The Cybertruck Must Be Hugeor It Will Dig Teslas Grave
If Musk fulfils just 15 percent of Cybertruck preorders, it would equal the annual unit sales of Toyota. If the polarizing EV flops, Tesla could be in big trouble.

Bruce’s interest in yesterday’s presentation was, he adds, colored by the knowledge that Tesla’s product promises are “likely to materially change before my order opportunity arrives. There will be time, independent reviews, and improvements to the vehicle before my order comes up—and I’ll be able to make a better-informed cost-benefit decision at that point.”

Not For Traditional Truckers

Americans buy 2 million pickups a year for an average of $59,000 apiece, but, so far, only a smidgen are all-electric. Last year, Ford estimated it would sell 150,000 Lightnings this year. Many analysts scorn Musk’s estimated 250,000 annual Cybertruck sales, even after a successful ramp through 2024.

“If [Tesla] can build and sell 50,000 a year, it has to be deemed something of a success,” says Gartner automotive analyst Mike Ramsey, calling the Cybertruck “outlandish and outrageous” but also “weirdly cool.” Cool sells—weird, outlandish, and outrageous not so much.

“Cybertruck is likely too form-over-function to do many of the tasks American pickup customers expect of a truck,” says Ed Kim of the specialist market research firm AutoPacific, “and I don’t expect there to be much cross-shop between Cybertruck and traditional pickup trucks in the US market.”

The pickup is an American institution, Kim acknowledges, and it makes perfect sense for Tesla to go get “a piece of that market.” Still, he says, the Cybertruck “seems more of a love letter to Tesla’s fanboys than a serious attempt at disrupting the truck market.” Pickups, Kim adds, “are all about function, even to the many casual truck owners in America who don’t do ‘truck things’ with their vehicles.”

If, instead, Cybertrucks mostly appeal to extroverts rather than traditional pickup buyers, there are far fewer of them, and it’s more likely Tesla will be able to satisfy this smaller demand, albeit at a huge and unrecoverable R&D cost.

On a recent earnings call, Musk signaled the potential for production snafus. “We have dug our own grave with the Cybertruck,” the billionaire entrepreneur warned, predicting “enormous challenges in getting to volume production.”

Optimistically, Musk estimated Tesla’s “best product ever” would “take 12 to 18 months to be a significant positive contributor to cash flow.”

The Cybertruck is an “inherently high-cost product with its stainless steel body panels and unconventional construction,” says Kim.
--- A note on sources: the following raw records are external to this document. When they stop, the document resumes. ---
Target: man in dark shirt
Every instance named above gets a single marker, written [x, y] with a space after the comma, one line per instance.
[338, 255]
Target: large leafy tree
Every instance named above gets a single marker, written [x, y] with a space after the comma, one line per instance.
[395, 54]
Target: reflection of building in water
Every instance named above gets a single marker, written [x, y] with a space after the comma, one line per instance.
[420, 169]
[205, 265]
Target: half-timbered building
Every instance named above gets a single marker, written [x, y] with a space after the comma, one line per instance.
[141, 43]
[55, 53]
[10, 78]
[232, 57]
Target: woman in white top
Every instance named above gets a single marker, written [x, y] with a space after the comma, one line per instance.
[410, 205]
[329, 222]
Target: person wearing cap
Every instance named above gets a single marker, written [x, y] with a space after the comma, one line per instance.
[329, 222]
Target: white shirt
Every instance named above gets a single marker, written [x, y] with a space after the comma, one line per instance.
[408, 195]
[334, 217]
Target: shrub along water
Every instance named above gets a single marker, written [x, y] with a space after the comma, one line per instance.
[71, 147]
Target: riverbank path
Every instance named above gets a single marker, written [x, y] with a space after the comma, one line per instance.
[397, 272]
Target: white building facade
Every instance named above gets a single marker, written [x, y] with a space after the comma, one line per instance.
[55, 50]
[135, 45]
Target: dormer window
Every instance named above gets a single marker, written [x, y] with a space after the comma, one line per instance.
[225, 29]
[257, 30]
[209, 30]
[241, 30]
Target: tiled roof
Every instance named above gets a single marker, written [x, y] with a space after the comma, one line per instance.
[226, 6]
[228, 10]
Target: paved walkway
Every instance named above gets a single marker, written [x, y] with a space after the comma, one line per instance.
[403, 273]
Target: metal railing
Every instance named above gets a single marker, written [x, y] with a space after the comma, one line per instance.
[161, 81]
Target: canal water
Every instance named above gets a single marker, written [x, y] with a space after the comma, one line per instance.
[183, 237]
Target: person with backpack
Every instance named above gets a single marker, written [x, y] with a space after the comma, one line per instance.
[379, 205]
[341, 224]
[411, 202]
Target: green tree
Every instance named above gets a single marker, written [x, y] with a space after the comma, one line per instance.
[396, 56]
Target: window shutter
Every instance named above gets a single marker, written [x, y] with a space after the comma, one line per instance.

Olav Sorenson, a professor of entrepreneurial studies at UCLA Anderson School of Management, agrees. “Tesla has invested a lot into the R&D behind the Cybertruck," he says. "The company has also most likely been investing a lot more into figuring out the manufacturing equipment and processes for producing it at scale. So, whether they end up making money on the vehicle will depend on whether they sell enough units.”